Pero para los muchos que han seguido fielmente la larga trayectoria de García Riera desde sus épocas de Novedades y Excelsior hasta sus más recientes de Unomásuno y La Jornada y, cinéfilos devotos o no, aprecian su inteligencia, su buena prosa y su sentido del humor, es un auténtico regalo: todo eso y además el gran personaje desconocido, que hace el favor de contar sus cosas -interesantes, divertidas, conmovedoras- sin tomarse muy en serio. Eso sí: como y hasta donde le da su real gana, cual debe ser.

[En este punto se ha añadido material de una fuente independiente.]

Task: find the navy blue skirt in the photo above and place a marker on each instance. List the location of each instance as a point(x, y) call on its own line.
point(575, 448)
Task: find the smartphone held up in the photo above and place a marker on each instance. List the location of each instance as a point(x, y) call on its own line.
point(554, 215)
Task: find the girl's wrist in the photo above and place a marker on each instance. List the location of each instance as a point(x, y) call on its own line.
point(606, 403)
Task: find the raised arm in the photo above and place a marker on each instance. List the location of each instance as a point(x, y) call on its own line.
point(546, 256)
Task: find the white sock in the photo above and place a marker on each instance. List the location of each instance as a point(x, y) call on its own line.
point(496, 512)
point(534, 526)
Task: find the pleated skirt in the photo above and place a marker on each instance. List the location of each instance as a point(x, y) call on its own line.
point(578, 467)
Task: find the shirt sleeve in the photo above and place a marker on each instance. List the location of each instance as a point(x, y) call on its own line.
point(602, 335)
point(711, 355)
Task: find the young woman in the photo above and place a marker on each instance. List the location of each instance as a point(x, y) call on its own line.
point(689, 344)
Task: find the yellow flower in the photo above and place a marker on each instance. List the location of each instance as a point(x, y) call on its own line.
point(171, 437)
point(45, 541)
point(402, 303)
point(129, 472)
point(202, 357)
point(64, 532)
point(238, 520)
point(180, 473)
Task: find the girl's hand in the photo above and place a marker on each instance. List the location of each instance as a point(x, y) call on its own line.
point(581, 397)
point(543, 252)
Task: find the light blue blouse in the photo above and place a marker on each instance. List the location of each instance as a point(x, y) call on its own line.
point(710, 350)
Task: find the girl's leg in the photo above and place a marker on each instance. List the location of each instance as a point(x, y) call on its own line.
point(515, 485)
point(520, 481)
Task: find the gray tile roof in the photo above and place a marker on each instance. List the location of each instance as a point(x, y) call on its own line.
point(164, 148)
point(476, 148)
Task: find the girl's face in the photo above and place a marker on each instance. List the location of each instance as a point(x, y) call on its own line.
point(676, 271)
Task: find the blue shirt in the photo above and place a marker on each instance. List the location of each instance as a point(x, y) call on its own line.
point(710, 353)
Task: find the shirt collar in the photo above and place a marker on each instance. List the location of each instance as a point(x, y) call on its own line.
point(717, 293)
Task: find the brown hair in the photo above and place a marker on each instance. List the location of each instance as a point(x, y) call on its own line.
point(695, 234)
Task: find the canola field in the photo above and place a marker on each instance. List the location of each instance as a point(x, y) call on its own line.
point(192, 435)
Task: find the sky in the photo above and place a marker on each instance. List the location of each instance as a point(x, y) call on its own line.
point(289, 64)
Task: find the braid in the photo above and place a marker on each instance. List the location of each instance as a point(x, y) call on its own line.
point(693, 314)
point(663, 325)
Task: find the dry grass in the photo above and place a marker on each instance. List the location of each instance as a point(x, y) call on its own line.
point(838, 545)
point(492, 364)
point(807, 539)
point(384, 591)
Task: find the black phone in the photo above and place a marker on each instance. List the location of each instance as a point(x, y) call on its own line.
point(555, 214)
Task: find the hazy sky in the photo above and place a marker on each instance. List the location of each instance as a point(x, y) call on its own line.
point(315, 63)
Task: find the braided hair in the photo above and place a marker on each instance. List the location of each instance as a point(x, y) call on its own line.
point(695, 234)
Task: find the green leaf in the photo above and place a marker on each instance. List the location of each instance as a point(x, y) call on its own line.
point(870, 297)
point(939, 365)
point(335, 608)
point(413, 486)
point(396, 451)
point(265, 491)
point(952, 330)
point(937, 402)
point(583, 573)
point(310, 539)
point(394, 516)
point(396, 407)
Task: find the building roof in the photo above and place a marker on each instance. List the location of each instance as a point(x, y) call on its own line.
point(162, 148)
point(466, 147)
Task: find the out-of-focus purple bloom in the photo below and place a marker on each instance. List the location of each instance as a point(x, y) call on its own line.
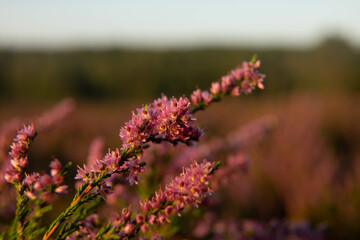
point(196, 96)
point(208, 97)
point(215, 88)
point(18, 154)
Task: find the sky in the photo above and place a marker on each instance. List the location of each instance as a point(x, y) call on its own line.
point(172, 24)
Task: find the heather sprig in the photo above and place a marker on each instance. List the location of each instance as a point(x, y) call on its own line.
point(241, 80)
point(188, 189)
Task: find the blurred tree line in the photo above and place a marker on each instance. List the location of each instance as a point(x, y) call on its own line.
point(129, 74)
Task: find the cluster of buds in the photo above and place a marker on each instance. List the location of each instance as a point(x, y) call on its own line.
point(188, 189)
point(112, 163)
point(163, 120)
point(44, 186)
point(18, 154)
point(88, 228)
point(243, 79)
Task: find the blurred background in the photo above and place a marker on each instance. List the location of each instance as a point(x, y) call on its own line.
point(113, 56)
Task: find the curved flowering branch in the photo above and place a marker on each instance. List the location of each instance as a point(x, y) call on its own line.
point(16, 173)
point(241, 80)
point(165, 119)
point(188, 189)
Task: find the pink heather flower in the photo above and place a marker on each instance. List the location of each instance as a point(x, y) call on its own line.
point(62, 189)
point(163, 120)
point(257, 64)
point(187, 189)
point(208, 97)
point(19, 147)
point(258, 79)
point(56, 114)
point(196, 96)
point(247, 86)
point(83, 174)
point(238, 73)
point(227, 83)
point(236, 91)
point(215, 88)
point(95, 150)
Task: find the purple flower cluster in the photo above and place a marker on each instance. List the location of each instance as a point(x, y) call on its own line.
point(18, 154)
point(243, 79)
point(44, 186)
point(164, 119)
point(187, 189)
point(112, 163)
point(88, 228)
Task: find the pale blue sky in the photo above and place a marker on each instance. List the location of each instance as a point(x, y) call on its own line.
point(166, 23)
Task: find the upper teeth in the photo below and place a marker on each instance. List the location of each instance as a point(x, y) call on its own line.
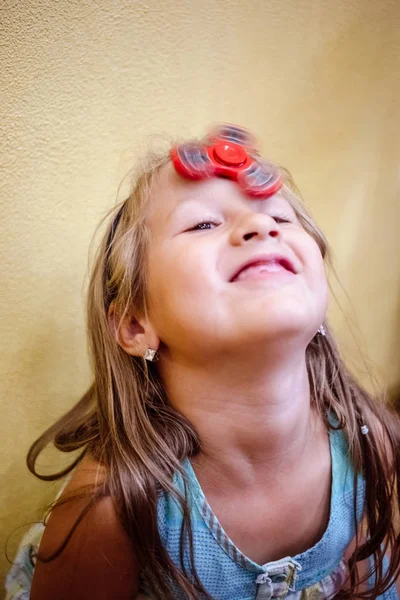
point(271, 266)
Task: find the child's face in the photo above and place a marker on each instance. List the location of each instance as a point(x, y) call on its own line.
point(196, 304)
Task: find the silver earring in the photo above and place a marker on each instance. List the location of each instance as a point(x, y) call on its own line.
point(151, 355)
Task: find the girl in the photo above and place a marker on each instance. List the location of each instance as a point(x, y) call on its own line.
point(245, 462)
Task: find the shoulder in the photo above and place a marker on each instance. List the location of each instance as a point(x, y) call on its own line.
point(99, 560)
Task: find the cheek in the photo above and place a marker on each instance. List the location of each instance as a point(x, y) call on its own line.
point(177, 283)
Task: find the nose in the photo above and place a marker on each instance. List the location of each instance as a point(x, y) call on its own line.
point(254, 226)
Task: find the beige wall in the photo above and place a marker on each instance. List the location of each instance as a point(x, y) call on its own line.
point(85, 83)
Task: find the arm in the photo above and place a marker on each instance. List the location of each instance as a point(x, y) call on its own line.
point(98, 562)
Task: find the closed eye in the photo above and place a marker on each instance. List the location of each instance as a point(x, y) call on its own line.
point(204, 225)
point(281, 219)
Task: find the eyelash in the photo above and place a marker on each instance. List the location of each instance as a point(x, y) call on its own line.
point(198, 226)
point(282, 219)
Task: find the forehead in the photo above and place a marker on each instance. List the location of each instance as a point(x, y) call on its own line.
point(171, 193)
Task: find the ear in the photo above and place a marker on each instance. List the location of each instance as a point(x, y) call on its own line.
point(134, 336)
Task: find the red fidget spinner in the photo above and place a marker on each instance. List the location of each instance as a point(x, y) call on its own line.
point(228, 152)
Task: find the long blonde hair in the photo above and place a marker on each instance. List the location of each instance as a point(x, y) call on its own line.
point(126, 423)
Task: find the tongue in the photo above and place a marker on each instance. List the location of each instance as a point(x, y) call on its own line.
point(258, 270)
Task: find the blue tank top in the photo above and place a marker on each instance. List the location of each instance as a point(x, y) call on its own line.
point(224, 570)
point(227, 574)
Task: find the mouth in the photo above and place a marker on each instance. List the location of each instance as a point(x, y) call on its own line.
point(262, 266)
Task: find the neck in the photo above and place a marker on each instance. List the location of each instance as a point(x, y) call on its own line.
point(251, 418)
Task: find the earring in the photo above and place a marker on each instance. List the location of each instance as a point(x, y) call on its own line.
point(151, 355)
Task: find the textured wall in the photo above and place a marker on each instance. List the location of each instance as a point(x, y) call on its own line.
point(83, 85)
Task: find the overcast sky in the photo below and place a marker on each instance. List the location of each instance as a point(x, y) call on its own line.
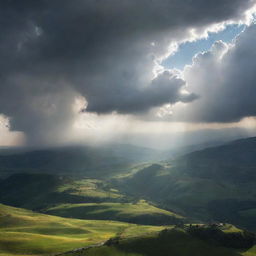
point(150, 72)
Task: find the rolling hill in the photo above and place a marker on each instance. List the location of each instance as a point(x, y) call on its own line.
point(215, 184)
point(24, 232)
point(195, 240)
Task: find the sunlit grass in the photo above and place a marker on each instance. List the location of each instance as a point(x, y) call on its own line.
point(28, 233)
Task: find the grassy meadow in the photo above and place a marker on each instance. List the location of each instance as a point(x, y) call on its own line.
point(24, 232)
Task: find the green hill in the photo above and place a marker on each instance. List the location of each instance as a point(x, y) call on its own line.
point(212, 184)
point(195, 240)
point(23, 232)
point(140, 212)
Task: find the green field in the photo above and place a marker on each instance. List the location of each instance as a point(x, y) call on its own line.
point(24, 232)
point(140, 212)
point(175, 241)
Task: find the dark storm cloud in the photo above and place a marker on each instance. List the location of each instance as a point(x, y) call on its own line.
point(52, 51)
point(227, 85)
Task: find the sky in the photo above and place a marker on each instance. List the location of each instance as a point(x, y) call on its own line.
point(152, 73)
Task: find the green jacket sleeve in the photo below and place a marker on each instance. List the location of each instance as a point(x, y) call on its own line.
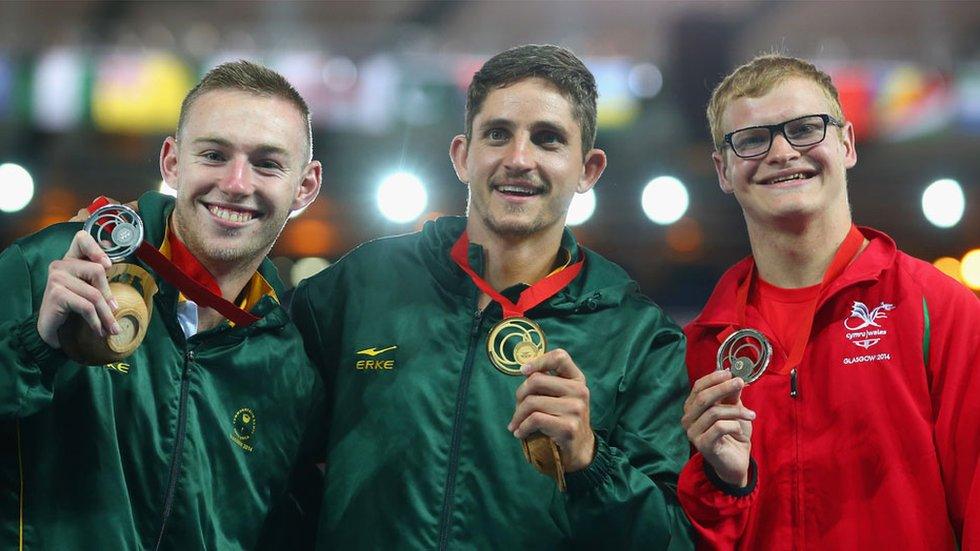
point(626, 499)
point(27, 363)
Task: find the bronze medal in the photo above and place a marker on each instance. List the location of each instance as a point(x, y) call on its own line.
point(746, 353)
point(514, 342)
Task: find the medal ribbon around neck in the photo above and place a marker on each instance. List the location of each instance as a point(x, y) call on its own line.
point(842, 258)
point(530, 340)
point(187, 274)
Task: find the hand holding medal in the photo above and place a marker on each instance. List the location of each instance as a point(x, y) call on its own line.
point(95, 307)
point(553, 404)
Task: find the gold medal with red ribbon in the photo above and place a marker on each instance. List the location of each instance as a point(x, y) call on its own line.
point(516, 340)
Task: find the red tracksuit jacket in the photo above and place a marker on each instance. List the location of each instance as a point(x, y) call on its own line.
point(879, 449)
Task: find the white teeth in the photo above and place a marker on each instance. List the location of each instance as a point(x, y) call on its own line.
point(797, 176)
point(230, 215)
point(516, 189)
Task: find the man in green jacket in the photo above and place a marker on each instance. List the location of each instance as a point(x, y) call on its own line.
point(426, 421)
point(187, 443)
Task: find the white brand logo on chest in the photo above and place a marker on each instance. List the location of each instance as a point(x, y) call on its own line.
point(862, 324)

Ya sería raro que alguien como García Riera no hubiera sentido tentaciones autobiográficas (a tal género pertenece, pese a sus reclamos en contrario, el libro), siendo que clarito dice que “ese extrañamiento ante la realidad tal como se produce y ese deseo de fijación y conservación tienen que ver, supongo, con mi afición al cine, que es en mi opinión bastante preferible a la realidad”. El buen cine guarda selectivamente lo que vale la pena. También la buena literatura. El autor no pierde el tiempo en recriminaciones, amarguras ni lamentos: tiñe de amabilidad los recuerdos, con una nostalgia divertida. Tras enunciar su propósito de “desprestigiar a la vida o a la realidad”, se lanza a defender una visión lúcida, antisolemne y anárquica (“sin nonsense -afirma- la vida no tiene sentido”).

Los grandes testigos del siglo son los grandes nostálgicos. La “nostalgia automática y prematura” que aqueja a García Riera desde la infancia tiene la virtud de devolvernos un temps perdu enormemente entrañable y sabroso (como una magdalena remojada en la “artera cuba libre” de su adolescencia capitalina de los cuarenta, diría quizás el autor, que de repente no desdeña las citas cultas para desconcertar al personal).